Digitization of fish image data through landmarking and file format conversion
Image preparation
Typically, original images with scale in .jpeg format can be used for landmarking. To maintain consistency, the background of the images was first removed using an AI-based online tool, and then the images were used for placing landmarks and extracting outlines.

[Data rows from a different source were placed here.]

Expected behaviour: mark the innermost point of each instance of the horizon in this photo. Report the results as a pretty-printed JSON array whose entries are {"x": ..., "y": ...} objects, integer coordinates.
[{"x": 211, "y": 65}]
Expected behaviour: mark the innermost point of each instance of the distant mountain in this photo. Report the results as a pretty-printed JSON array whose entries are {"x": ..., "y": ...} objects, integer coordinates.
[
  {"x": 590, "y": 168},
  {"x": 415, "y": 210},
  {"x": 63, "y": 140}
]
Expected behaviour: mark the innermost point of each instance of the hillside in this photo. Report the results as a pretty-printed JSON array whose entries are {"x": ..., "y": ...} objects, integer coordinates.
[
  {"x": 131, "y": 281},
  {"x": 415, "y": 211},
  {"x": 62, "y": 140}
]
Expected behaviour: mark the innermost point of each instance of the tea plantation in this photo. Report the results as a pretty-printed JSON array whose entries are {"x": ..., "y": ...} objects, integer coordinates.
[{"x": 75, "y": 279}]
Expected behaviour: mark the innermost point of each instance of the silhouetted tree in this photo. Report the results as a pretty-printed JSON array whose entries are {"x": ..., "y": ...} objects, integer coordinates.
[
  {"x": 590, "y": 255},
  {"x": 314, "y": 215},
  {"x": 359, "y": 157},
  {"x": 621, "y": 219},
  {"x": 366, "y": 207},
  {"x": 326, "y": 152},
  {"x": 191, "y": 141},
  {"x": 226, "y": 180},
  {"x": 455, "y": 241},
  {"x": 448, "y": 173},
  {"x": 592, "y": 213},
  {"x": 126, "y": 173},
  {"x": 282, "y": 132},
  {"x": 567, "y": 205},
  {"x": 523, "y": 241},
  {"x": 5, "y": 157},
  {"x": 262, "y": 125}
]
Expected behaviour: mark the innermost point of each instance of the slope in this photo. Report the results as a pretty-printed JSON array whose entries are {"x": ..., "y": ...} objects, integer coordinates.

The two online tools (Pixelcut and Photoroom, accessed April 7, 2024) are both image background removers that offer the free function of downloading background-removed images at standard resolution. The resolution meets the needs of the following analyses. By default, the background is set to be transparent, and the image data quality is determined by the original image.
For Pixelcut: Open the website → Upload image → Download → Download standard quality (1,080 × 720 px).
For Photoroom: Open the website → Start from a photo → Download → Standard resolution (1,280 × 1 280 px).
Taking the fish images from the first group (LB-FF-FF) as example data, the background-removed images are collected and transferred to a designated location (F:\Directory\Images\LB-FF-FF). If the images are not easily distinguishable from one another prior to landmarking, it is best to rename the images.
Landmark placement
Fourteen landmarks (Figure 1) were digitized using tpsDig2 software from each specimen's image [22]. It is recommended that the total number of landmarks should be less than half or a third of the number of individuals [23]. Prior to landmarking, a .tps file should be constructed using tpsUtil. This file serves as a link to manipulate all the image files within a specific group or classification.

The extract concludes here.